The relationship you have with your family; with your loved ones; with you friends; with your God and with Jesus Christ is what life is all about. Isn't that why we, you and I, attend church every Sunday? It is to get filled with the Spirit and to be filled with God's Word. As Christians, the Holy Spirit works in strange ways in us. The Holy Spirit is going to call attention to what you NEED to hear and think about. Faith is the gift that God has given us and there is no need to be anxious, because the followers of Jesus Christ should be the freest persons in the world.

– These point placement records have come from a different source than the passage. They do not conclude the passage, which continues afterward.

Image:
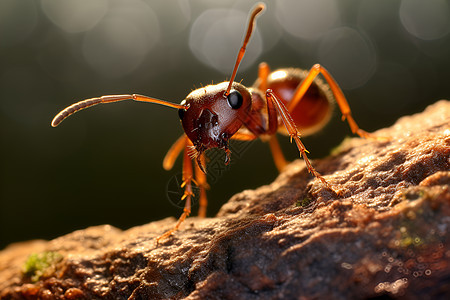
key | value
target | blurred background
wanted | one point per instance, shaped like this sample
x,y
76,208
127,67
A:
x,y
104,165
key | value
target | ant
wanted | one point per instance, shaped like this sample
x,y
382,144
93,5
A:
x,y
214,114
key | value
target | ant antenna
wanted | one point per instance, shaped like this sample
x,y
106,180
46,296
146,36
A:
x,y
109,99
258,8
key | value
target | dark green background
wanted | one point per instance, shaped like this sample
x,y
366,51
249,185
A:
x,y
104,165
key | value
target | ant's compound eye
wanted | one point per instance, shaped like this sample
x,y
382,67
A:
x,y
235,99
181,113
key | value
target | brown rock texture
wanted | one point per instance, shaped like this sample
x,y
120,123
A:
x,y
386,235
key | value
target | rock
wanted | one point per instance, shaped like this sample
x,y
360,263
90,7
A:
x,y
385,236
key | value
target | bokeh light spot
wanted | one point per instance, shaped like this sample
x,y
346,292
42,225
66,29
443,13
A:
x,y
348,55
216,38
120,42
17,20
307,19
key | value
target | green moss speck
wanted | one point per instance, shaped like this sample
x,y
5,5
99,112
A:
x,y
38,264
304,202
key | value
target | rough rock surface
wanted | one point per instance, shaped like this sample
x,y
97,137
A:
x,y
387,235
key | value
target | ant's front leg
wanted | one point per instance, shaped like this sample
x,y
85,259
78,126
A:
x,y
187,185
273,103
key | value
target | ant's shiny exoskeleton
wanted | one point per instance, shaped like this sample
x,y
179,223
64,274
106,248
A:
x,y
214,114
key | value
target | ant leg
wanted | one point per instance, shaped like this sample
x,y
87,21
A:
x,y
200,179
277,154
187,185
289,123
173,152
337,92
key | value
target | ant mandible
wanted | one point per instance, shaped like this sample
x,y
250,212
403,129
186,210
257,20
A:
x,y
214,114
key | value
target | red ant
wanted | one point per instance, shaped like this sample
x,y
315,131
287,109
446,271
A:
x,y
214,114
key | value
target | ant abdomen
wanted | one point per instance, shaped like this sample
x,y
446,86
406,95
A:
x,y
315,108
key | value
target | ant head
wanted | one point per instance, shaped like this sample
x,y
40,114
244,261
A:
x,y
211,117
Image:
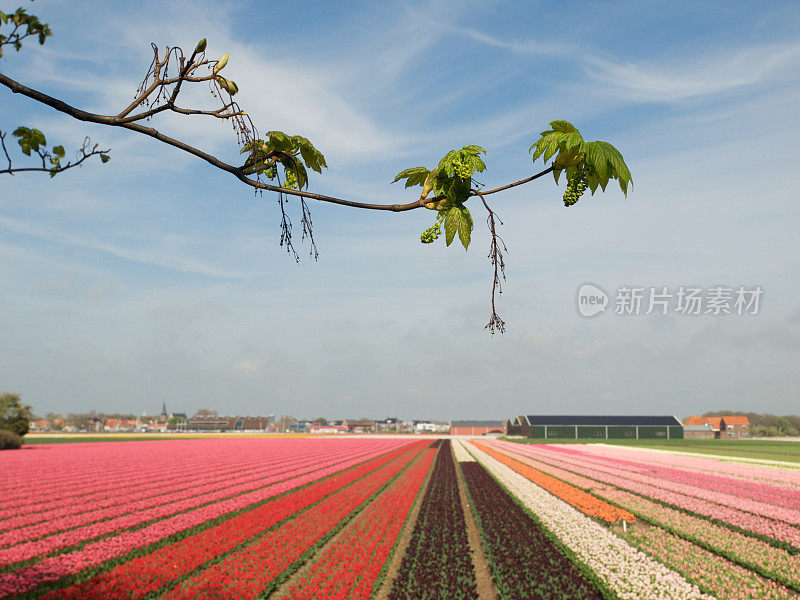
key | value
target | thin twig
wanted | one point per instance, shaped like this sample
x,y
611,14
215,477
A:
x,y
495,323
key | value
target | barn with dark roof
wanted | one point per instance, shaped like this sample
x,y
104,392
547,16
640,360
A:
x,y
596,426
476,427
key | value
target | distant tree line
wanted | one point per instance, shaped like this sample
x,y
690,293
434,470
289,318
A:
x,y
765,425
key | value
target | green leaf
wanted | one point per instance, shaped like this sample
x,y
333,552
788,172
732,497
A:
x,y
452,223
280,141
413,176
473,149
465,227
311,156
37,139
562,126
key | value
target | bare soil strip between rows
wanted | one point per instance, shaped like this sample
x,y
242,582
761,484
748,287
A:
x,y
483,573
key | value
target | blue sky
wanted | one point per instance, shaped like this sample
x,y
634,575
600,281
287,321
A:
x,y
157,279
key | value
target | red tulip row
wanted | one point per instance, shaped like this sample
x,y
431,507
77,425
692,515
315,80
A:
x,y
258,568
349,568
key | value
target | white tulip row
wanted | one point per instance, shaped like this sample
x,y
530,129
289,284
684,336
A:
x,y
632,574
460,452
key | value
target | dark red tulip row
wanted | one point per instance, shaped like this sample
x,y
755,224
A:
x,y
438,563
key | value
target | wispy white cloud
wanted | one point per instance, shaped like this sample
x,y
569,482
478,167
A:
x,y
671,80
155,256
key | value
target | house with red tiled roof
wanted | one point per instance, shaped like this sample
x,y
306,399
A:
x,y
735,427
716,427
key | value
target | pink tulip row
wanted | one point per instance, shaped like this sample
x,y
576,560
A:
x,y
744,489
154,511
143,575
631,574
711,572
654,488
109,486
66,468
745,550
95,553
787,479
657,475
30,527
73,474
756,554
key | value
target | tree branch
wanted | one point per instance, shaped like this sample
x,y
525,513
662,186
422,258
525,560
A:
x,y
495,323
238,172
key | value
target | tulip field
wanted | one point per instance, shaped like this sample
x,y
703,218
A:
x,y
392,518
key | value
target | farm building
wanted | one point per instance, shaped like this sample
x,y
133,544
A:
x,y
727,426
476,427
596,426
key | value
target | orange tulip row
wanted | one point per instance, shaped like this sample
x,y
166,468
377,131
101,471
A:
x,y
583,501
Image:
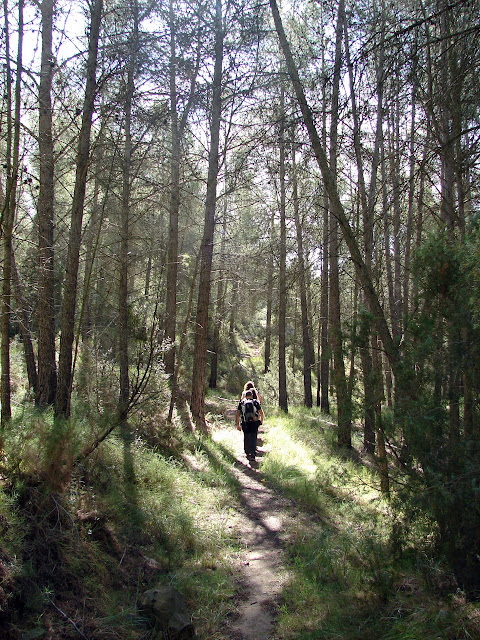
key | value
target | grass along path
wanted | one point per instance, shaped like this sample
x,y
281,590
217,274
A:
x,y
258,524
320,557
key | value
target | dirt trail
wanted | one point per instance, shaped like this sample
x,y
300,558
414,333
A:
x,y
259,524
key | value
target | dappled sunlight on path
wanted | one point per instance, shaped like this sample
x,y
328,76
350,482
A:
x,y
258,524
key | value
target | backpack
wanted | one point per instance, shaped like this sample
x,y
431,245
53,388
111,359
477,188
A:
x,y
249,410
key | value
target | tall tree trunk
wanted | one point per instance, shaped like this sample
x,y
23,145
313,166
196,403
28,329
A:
x,y
337,209
282,285
197,403
336,338
268,327
9,209
65,373
47,367
323,400
325,351
307,345
177,127
367,202
219,307
25,332
124,390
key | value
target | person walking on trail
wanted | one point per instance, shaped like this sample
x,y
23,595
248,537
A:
x,y
250,412
251,385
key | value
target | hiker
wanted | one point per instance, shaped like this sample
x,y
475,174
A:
x,y
251,414
250,385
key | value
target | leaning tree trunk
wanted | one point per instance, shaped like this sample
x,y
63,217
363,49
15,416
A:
x,y
65,373
339,377
282,286
269,300
219,307
8,211
177,129
337,210
197,402
306,341
47,367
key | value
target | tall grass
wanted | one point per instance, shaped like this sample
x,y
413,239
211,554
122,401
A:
x,y
347,581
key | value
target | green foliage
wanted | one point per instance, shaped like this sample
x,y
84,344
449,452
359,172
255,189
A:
x,y
346,581
441,356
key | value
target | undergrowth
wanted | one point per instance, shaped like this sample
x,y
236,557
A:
x,y
350,576
76,564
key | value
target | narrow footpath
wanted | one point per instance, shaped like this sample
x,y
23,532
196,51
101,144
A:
x,y
259,525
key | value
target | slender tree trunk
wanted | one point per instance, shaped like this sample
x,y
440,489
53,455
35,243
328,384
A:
x,y
282,285
336,338
268,327
177,127
362,272
307,345
219,311
183,340
24,323
367,202
47,367
65,373
197,403
324,315
172,259
9,209
323,399
124,391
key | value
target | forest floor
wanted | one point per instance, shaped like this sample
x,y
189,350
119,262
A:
x,y
258,524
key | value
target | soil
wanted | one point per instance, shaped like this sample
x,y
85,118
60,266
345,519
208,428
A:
x,y
259,524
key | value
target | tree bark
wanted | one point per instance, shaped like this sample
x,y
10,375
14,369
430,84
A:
x,y
219,307
306,342
9,209
282,285
197,402
336,338
124,387
337,210
47,367
177,128
268,327
62,400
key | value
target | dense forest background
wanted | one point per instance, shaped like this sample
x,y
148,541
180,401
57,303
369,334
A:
x,y
180,180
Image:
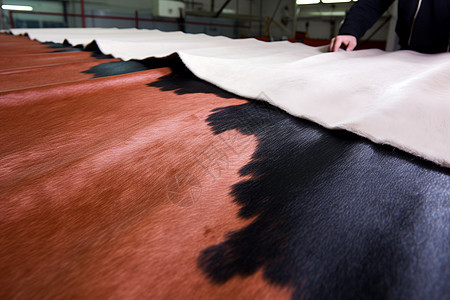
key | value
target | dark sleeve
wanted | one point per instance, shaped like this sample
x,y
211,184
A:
x,y
362,16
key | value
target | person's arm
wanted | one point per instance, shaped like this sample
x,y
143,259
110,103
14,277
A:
x,y
359,19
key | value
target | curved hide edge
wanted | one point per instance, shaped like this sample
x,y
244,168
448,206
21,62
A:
x,y
400,98
112,186
333,216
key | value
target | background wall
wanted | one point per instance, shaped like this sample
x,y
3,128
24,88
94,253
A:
x,y
240,18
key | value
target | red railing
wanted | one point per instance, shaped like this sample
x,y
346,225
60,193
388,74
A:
x,y
136,18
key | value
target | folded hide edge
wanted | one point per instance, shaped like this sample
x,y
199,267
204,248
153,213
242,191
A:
x,y
398,98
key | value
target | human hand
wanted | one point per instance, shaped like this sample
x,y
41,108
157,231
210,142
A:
x,y
348,41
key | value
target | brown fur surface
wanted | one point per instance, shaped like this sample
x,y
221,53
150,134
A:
x,y
111,188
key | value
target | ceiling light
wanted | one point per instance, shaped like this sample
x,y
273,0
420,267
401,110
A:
x,y
17,7
303,2
335,1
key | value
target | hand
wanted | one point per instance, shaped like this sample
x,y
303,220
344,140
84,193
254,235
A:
x,y
348,41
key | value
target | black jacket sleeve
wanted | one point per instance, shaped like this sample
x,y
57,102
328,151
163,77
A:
x,y
362,16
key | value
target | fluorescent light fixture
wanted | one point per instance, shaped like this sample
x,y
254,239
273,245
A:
x,y
17,7
327,14
303,2
336,1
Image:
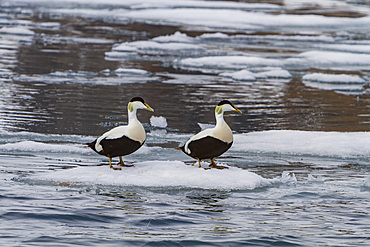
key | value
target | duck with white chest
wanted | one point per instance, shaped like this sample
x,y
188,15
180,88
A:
x,y
211,143
123,140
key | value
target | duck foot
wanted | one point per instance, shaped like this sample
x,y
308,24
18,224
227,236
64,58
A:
x,y
115,168
121,163
213,165
124,165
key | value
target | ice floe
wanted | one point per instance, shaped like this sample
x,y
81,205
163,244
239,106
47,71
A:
x,y
159,122
161,174
124,76
246,75
227,62
312,143
340,83
177,44
16,30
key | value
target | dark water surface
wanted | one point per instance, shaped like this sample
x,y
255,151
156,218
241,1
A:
x,y
59,88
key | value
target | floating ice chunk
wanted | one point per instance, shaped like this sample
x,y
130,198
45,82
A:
x,y
347,89
336,144
242,75
121,71
356,48
312,179
340,83
162,45
334,78
17,31
177,37
159,122
217,35
124,47
39,147
227,62
329,59
288,178
275,73
160,174
246,75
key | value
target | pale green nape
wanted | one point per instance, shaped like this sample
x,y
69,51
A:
x,y
130,107
218,110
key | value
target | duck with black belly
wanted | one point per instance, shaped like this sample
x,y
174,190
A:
x,y
123,140
211,143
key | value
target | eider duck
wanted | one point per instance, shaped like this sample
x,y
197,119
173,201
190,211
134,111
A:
x,y
123,140
211,143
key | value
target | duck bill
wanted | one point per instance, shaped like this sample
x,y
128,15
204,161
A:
x,y
148,107
237,110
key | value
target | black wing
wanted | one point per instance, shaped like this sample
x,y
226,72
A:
x,y
119,146
207,147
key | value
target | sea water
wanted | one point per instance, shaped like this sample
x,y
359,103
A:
x,y
298,170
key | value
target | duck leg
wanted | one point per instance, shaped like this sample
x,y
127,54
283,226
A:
x,y
213,165
121,162
110,164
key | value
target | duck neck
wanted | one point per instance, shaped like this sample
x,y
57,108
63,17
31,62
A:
x,y
219,119
132,117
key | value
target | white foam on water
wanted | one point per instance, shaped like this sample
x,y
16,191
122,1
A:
x,y
159,122
16,30
177,44
246,75
40,147
340,83
227,62
160,174
326,59
312,143
124,71
334,78
83,77
355,48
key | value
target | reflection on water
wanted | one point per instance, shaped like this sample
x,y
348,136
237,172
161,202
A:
x,y
68,70
49,93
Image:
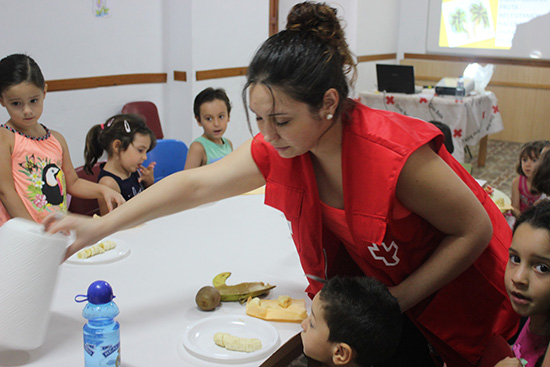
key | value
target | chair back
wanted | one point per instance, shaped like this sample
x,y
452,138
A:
x,y
447,133
149,112
85,206
169,155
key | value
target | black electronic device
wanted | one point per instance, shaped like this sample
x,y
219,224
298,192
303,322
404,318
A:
x,y
395,78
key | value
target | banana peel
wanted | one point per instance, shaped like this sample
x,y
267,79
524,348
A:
x,y
239,292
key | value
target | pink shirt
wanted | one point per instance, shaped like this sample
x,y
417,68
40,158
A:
x,y
37,175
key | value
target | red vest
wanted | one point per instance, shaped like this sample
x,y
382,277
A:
x,y
392,242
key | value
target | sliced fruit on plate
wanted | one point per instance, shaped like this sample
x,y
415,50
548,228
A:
x,y
283,308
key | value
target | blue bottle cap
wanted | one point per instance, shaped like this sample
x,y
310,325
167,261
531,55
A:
x,y
99,292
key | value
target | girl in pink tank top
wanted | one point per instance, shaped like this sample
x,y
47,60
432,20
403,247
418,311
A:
x,y
523,194
36,172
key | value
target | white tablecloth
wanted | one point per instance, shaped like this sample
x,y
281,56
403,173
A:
x,y
469,119
171,258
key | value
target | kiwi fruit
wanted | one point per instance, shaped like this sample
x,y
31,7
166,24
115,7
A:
x,y
208,298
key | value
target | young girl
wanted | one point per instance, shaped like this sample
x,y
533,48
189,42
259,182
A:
x,y
541,177
126,139
211,108
527,280
523,193
36,172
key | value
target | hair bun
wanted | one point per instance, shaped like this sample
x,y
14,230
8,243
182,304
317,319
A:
x,y
318,18
321,20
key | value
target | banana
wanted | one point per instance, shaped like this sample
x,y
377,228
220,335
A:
x,y
235,343
239,292
96,249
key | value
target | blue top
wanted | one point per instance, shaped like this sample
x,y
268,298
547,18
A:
x,y
129,187
214,151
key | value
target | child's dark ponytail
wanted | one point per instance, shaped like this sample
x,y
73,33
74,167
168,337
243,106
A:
x,y
122,127
93,150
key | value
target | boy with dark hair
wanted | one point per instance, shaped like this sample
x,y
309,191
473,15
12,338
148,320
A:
x,y
353,322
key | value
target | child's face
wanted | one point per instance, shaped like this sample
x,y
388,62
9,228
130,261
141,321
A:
x,y
527,276
315,334
528,165
136,153
24,103
214,119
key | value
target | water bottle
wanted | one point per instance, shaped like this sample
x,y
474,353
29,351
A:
x,y
101,332
460,91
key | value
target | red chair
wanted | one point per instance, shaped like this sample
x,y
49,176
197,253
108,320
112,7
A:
x,y
85,206
149,112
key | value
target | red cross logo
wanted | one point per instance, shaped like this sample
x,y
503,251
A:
x,y
388,254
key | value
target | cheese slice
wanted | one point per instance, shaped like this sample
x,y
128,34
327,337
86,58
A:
x,y
282,309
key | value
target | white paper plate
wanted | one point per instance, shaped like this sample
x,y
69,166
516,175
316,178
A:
x,y
198,338
121,250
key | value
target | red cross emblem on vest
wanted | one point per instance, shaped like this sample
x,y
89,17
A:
x,y
385,253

God sent his son to die for us so that our sins are forgiven, and we might live forever in eternity. What a gift! God calls us to take up the Cross and follow Him. His promise is eternal life. We need only to follow, and He will lead the way. We must remain steadfast in our Faith. To be joyful in our ministry. To be at peace in all that we do. There is no anxiety to hold on to. To be helpful, hopeful for the future and to be loving in all of those around us. There is no need for anxiety to have a place within us.